To my astonishment, this worked pretty much first time (it did not initially have the wrong-syntax stuff, but this was easy compared to the rest of it):

> (define-syntax-rule (if/broken test then else)
    (or (and test then) else))
> (boe-report-failure? #t)
> (boolean-operators-equivalent? if if/broken (test then else))
Not equivalent:
 (if (#t 1) (#f 1) (#f 0))
 (if/broken (#t 1) (#f 1) (#f 1))
#f

The macro, complete with some tests and other infrastructure can be found here⁴.

Notes and queries

I still don’t know whether this is really idiomatic Racket, although I am reasonably happy that I understand what is going on. There are a couple of things I am not sure about:

is the context for the count variables right?

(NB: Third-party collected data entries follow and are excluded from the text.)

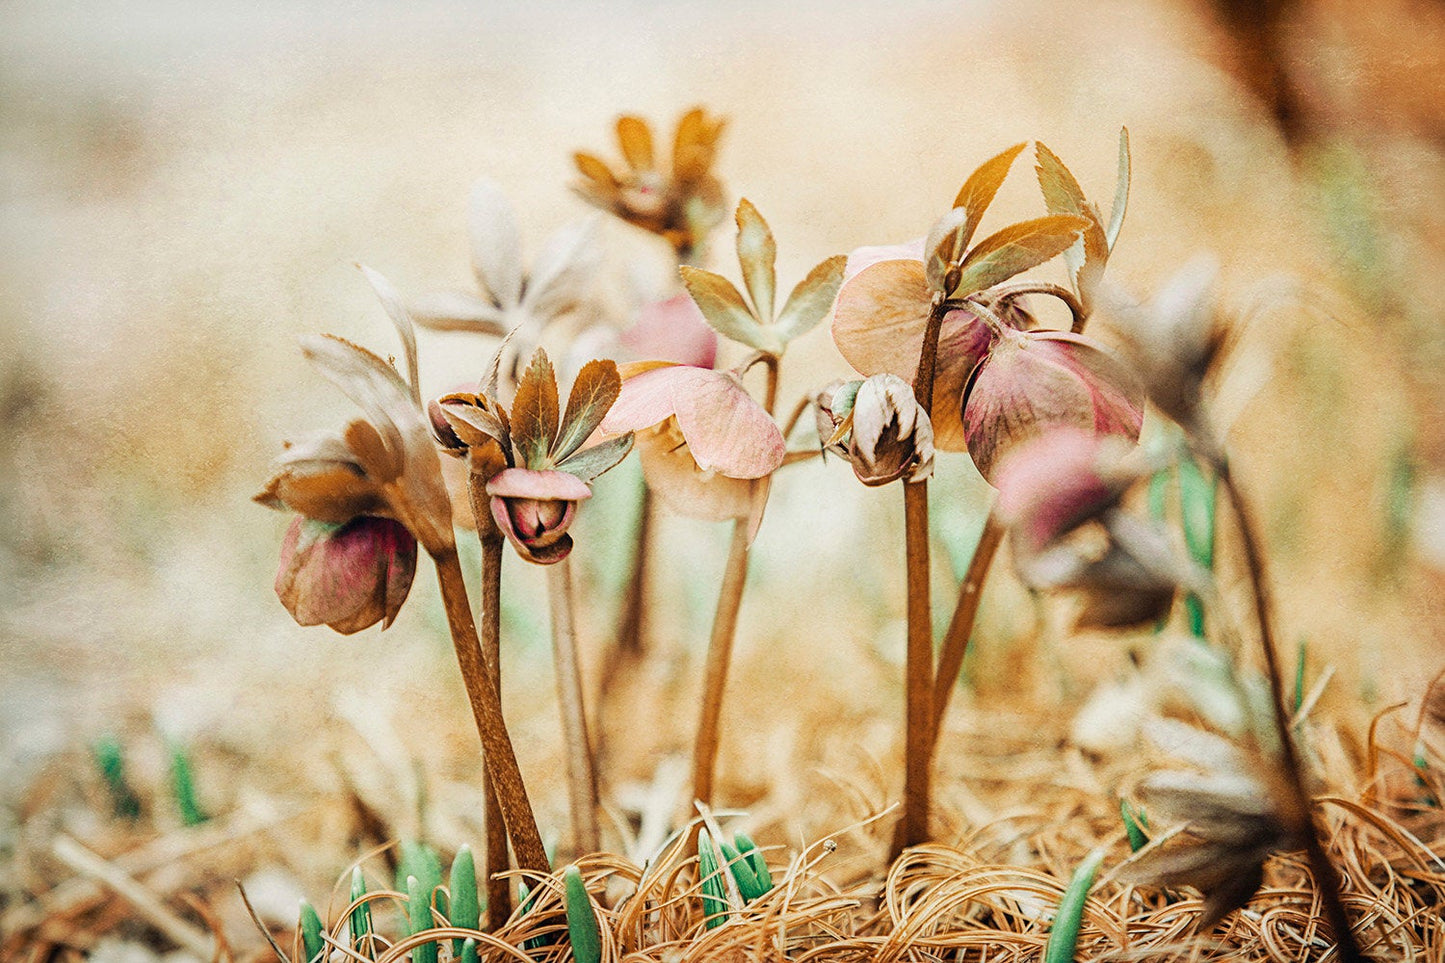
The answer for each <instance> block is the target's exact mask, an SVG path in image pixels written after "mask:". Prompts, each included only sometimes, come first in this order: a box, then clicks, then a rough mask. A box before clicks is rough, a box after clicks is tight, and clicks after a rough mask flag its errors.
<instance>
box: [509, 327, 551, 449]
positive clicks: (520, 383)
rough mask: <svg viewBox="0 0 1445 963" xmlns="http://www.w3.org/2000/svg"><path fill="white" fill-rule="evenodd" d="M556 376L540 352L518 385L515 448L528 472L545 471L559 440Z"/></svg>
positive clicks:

I think it is, but I am not sure;
the macro relies heavily on Racket’s extremely smart behaviour with ... — I am still unclear just how smart this is and whether I am relying on things which are not actually specified to happen;
similarly it relies on with-syntax being willing to convert things to syntax objects for you, which I am not sure is safe.

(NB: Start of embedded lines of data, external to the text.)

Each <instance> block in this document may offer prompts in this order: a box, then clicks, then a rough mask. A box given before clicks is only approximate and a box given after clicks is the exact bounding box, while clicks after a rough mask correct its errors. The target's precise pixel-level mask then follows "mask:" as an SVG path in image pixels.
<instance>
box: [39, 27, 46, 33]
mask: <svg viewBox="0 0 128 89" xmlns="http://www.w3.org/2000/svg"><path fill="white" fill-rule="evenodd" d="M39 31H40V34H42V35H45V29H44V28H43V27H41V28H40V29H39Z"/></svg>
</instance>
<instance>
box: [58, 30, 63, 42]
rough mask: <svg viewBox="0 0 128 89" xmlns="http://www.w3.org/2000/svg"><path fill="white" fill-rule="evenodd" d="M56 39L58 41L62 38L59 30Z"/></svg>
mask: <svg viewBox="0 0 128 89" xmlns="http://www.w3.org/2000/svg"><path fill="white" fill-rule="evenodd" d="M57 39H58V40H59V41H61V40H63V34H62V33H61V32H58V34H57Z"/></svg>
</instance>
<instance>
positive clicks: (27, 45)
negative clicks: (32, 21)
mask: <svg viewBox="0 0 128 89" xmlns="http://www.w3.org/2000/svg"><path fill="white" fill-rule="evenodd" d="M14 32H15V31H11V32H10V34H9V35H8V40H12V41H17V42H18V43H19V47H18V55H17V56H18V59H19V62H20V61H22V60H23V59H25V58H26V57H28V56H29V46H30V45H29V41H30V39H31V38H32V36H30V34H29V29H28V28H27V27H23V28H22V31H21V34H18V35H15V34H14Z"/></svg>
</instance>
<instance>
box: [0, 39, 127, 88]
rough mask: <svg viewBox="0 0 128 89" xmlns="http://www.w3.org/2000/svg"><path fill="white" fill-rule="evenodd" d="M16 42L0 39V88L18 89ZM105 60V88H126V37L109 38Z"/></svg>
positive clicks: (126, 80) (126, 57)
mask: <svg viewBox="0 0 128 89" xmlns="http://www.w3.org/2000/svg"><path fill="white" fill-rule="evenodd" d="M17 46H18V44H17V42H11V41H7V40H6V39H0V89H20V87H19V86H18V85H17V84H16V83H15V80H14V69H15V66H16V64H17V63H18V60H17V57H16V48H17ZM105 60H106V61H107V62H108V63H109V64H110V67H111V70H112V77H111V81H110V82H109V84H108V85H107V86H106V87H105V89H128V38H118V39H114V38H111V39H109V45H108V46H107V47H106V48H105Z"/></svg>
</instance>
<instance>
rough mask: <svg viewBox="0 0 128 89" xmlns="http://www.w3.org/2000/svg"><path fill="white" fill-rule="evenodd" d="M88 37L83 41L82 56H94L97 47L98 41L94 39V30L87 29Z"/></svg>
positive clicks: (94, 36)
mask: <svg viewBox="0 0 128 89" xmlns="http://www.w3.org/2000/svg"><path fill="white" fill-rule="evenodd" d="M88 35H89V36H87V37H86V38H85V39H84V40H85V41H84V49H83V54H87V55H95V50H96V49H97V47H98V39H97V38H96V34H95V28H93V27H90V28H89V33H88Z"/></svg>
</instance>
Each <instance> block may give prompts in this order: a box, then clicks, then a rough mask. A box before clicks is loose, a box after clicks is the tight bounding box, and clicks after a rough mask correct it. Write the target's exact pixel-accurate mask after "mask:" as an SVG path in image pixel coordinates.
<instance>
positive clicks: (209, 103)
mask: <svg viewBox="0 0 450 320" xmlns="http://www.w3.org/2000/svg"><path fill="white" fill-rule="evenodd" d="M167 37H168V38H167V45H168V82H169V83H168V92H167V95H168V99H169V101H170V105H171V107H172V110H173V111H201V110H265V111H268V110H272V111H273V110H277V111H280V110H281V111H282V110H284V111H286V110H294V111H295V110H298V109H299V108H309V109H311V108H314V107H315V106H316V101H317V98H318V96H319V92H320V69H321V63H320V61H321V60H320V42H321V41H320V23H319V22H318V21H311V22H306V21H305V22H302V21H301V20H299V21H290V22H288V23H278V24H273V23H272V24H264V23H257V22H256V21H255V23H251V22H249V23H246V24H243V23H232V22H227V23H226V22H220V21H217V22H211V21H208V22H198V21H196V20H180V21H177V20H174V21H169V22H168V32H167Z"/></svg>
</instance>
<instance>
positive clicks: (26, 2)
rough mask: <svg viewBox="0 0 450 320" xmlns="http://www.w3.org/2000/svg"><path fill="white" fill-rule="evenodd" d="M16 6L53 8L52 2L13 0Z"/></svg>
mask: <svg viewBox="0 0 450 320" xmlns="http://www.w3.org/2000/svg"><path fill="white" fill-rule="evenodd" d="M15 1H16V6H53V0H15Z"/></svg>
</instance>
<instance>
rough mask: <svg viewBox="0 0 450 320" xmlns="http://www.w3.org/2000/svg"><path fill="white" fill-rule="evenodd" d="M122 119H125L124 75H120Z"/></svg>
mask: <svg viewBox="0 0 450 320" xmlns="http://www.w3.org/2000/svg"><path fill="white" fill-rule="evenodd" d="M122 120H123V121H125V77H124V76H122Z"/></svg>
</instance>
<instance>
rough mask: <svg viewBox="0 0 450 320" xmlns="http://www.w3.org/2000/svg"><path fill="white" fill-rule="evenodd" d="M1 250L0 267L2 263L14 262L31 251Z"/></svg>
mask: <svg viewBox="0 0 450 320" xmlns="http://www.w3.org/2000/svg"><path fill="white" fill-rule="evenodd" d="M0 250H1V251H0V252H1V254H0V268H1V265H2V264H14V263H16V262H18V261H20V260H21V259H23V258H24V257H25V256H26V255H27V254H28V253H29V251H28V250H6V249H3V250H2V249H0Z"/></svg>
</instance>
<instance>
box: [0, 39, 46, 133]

However, even with these worries, I think it’s pretty clear that Racket macros are significantly nicer than CL macros, if also significantly more opaque.

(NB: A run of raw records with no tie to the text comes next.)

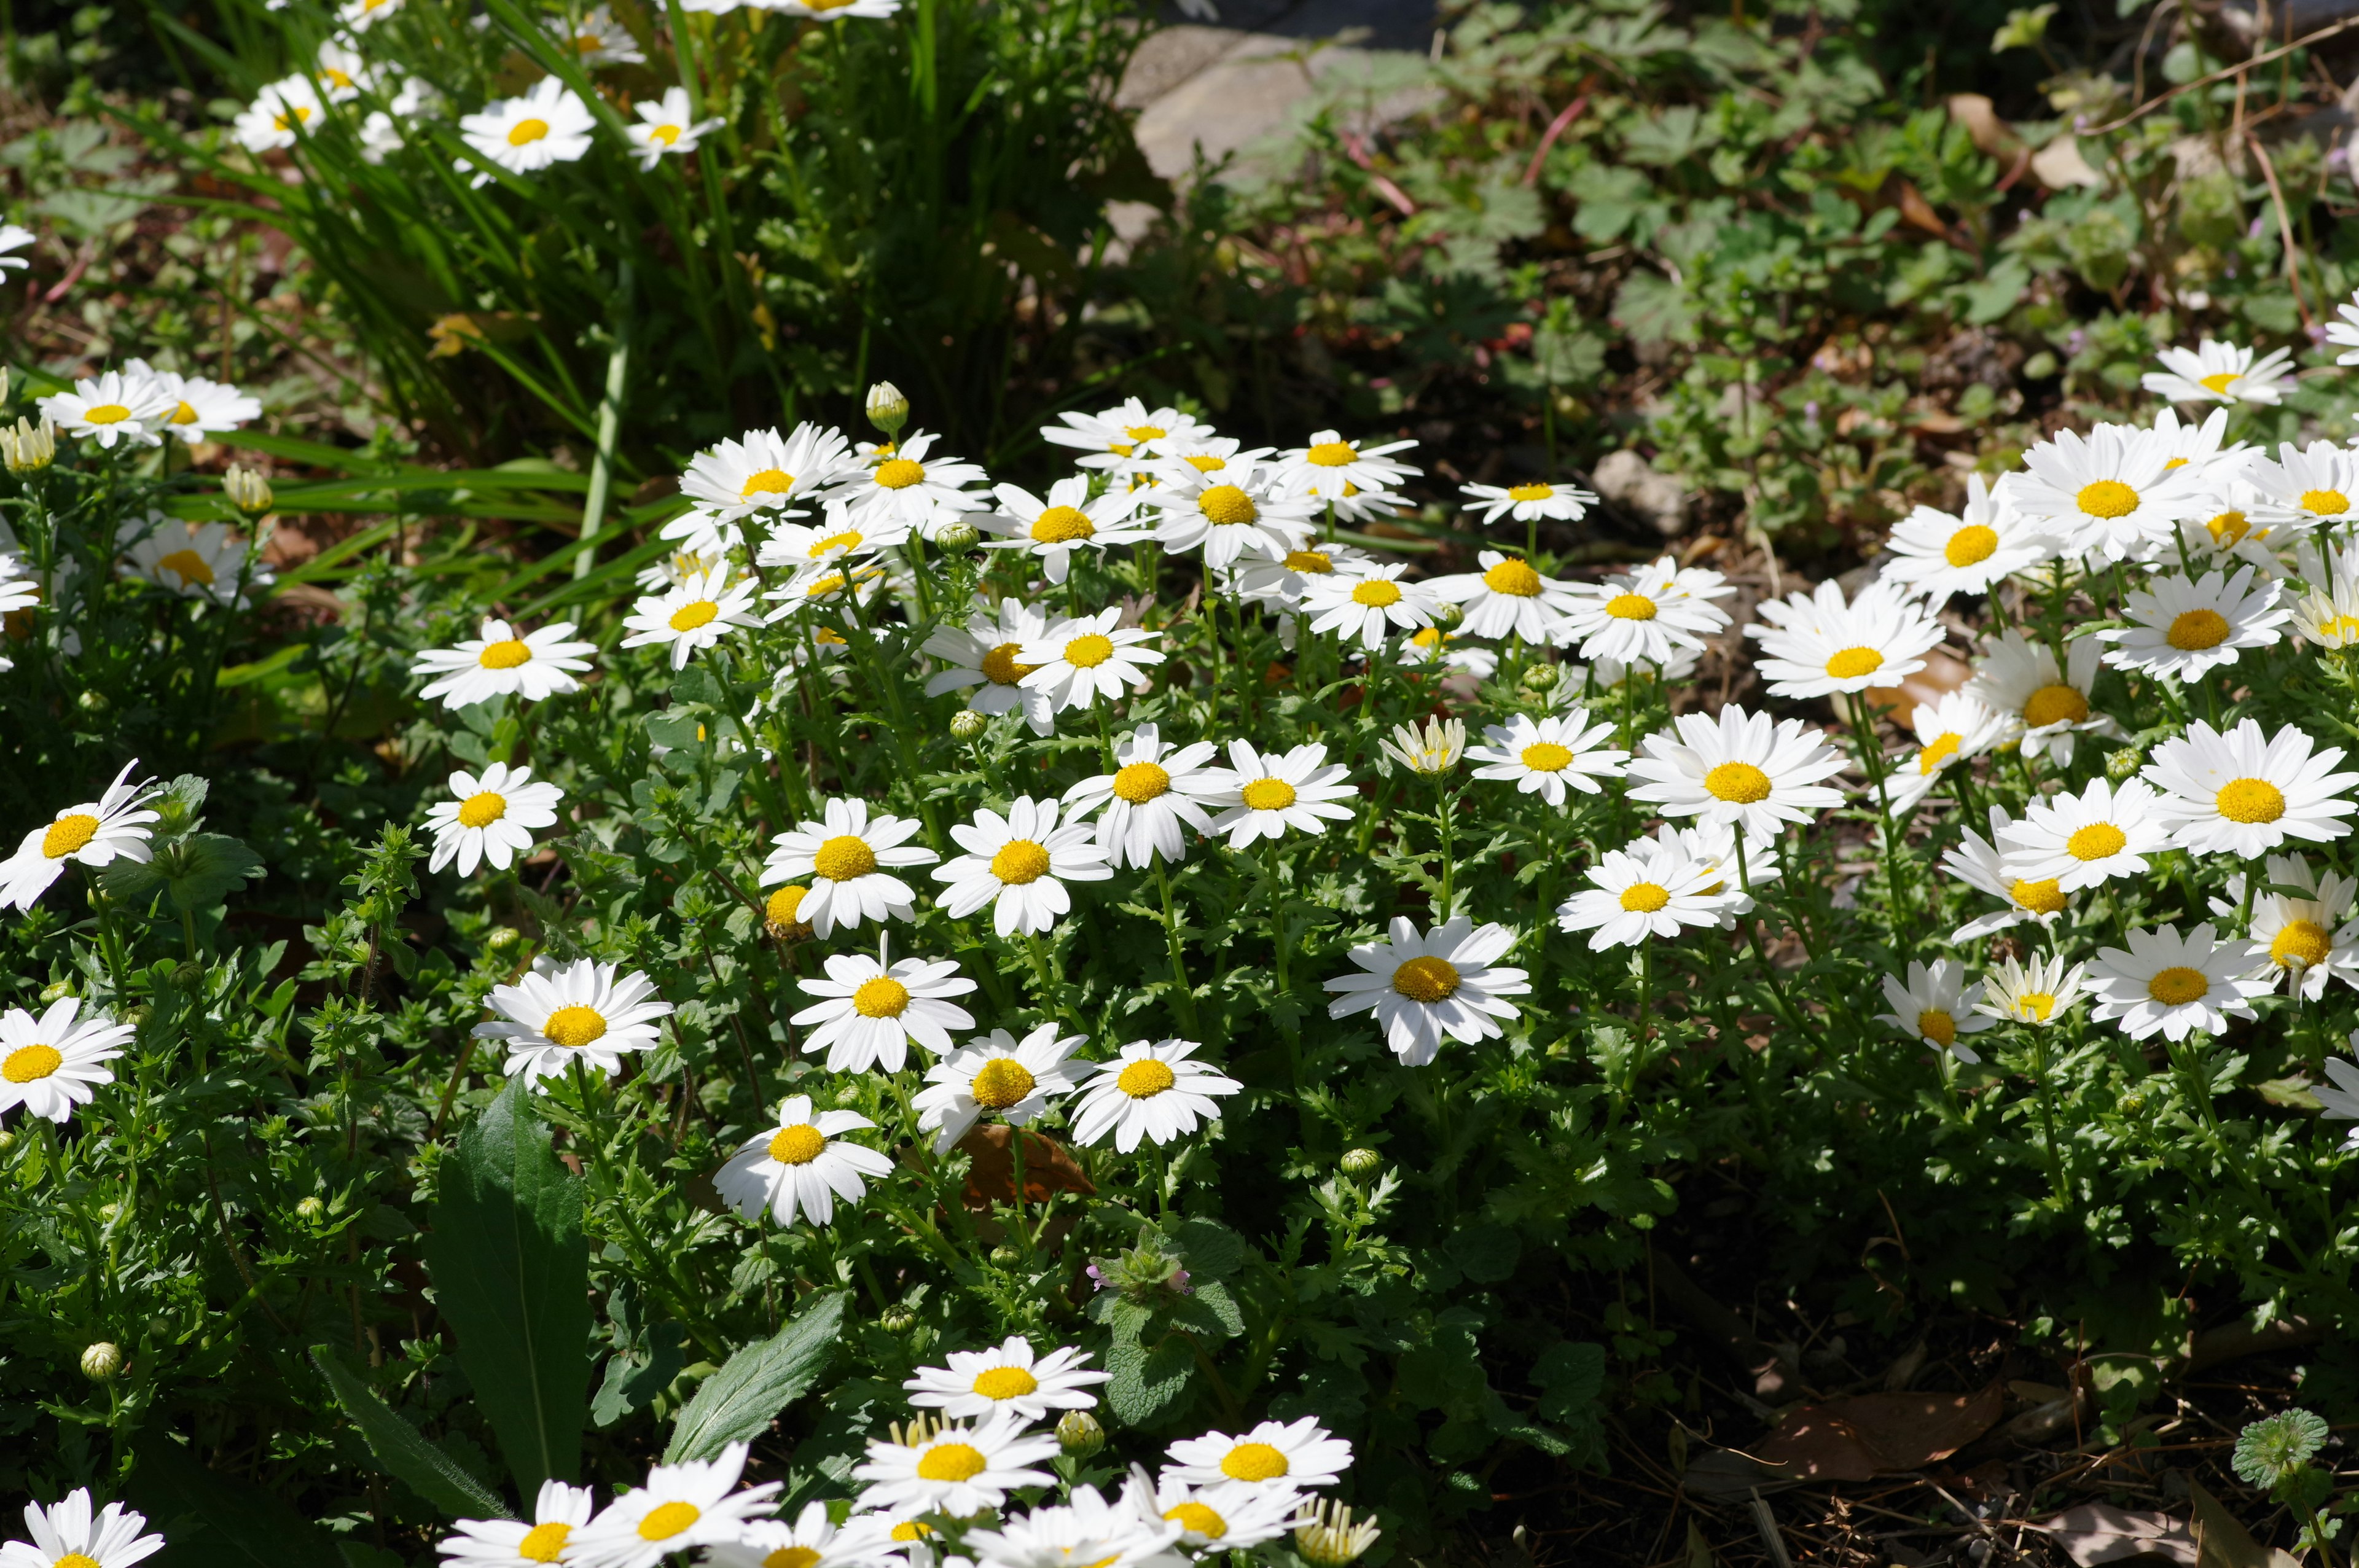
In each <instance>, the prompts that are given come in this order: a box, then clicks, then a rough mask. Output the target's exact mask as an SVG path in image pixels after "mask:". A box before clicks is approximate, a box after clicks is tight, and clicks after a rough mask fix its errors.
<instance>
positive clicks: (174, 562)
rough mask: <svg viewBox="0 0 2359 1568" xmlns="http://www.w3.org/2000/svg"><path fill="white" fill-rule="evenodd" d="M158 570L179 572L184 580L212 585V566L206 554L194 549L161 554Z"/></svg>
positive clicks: (203, 584) (201, 583)
mask: <svg viewBox="0 0 2359 1568" xmlns="http://www.w3.org/2000/svg"><path fill="white" fill-rule="evenodd" d="M156 571H170V573H177V575H179V580H182V582H201V585H205V587H212V566H210V564H208V561H205V556H201V554H196V552H193V549H175V552H172V554H167V556H160V559H158V561H156Z"/></svg>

I am going to use ‘Lisp’ to mean ‘Lisp-family’ from now on. This is not meant to denigrate Scheme — this post is about Racket, after all — I just need a term which is not too clumsy. ↩
Of course, programs in other languages often do end up reasoning about themselves: people end up writing little languages all the time. But you only have to look at most examples of this sort of thing to realise how far ahead Lisp is: I’m currently having to deal with a system whose configuration files are in a mutant version of Windows ini file syntax, with a preprocessor which is entirely unaware of that syntax, and an entire other language which lives in strings in the base language. The preprocessor does not know about the string syntax so it pokes down into this inner language as well. I’d like to say that Greenspun’s tenth law applies, but that would imply a level of sophistication entirely missing in this horrible thing: all I want to do is leave this job and never think about it again. ↩
Macros were often used to inline code in the days of primitive compilers of course, but that’s a long time ago now. ↩
I may move it somewhere more permanent in due course, so bookmark this at your peril. ↩